しかし、適切に社会保険料を削減することは、保険料の支払いによって経営を圧迫しないために重要です。今回は社会保険料を節約する基本的な方法をご紹介します。

社会保険料を節約する基本的な方法①―社員の入社時期を調整する

社会保険料の支払いは月単位で発生しますが、どのタイミングで加入したと見なされるかは明確に定まっています。まず加入月ですが、これは会社に入社した日の月となります。

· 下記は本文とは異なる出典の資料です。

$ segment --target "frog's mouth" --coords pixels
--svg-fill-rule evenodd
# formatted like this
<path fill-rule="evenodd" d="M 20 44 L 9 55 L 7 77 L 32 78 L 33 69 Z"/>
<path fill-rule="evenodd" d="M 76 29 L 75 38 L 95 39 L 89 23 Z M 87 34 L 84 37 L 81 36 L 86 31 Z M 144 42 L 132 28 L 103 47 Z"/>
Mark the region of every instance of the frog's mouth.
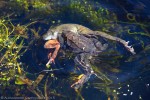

一方、脱退する月は、会社を退職した翌日が含まれる月になります。

このことを考えるなら、社員の入社日は月のはじめ、退職する日は月の最終日の前日が良いことになります。

入社日が月の後半だと、まるまる1カ月分の社会保険料の支払いが発生するため損となってしまいます。

また、特に気を付けたいのが退職日です。月の最終日に退職してしまうと、その翌日(つまり、翌月の1日)まで社会保険に加入していることになるため、会社には在籍していない1カ月分の保険料がまるまるかかってしまいます。

具体的な例で見てみましょう。

2017年4月1日から2018年3月30日まで在籍した社員と、2017年3月31日から2018年3月31日まで在籍した社員では、発生する社会保険料の支払いの合計額が異なります。

前者では、2017年4月から2018年3月までの12カ月分の社会保険料が発生します。

しかし、後者では2017年3月から2018年4月までの14カ月分の社会保険料が発生します。

在籍日数は2日しか違いませんが、社会保険料の支払い期間は2カ月も異なってきます。

ポイントをまとめると次のとおり。

①入社日は月の初めとする
②退職日は月の最終日は避ける

これは、会社が社員を雇うときだけでなく、個人事業主が法人成りしたときも当てはまる原則です。

特に個人事業主が法人化して経営者となった場合、国民健康・国民年金から社会保険に切り替わりますが、負担は増える場合が圧倒的に多くなります。

法人化する日によって社会保険の加入日も変わるため、社会保険の負担を減らしたいなら上手く調整してください。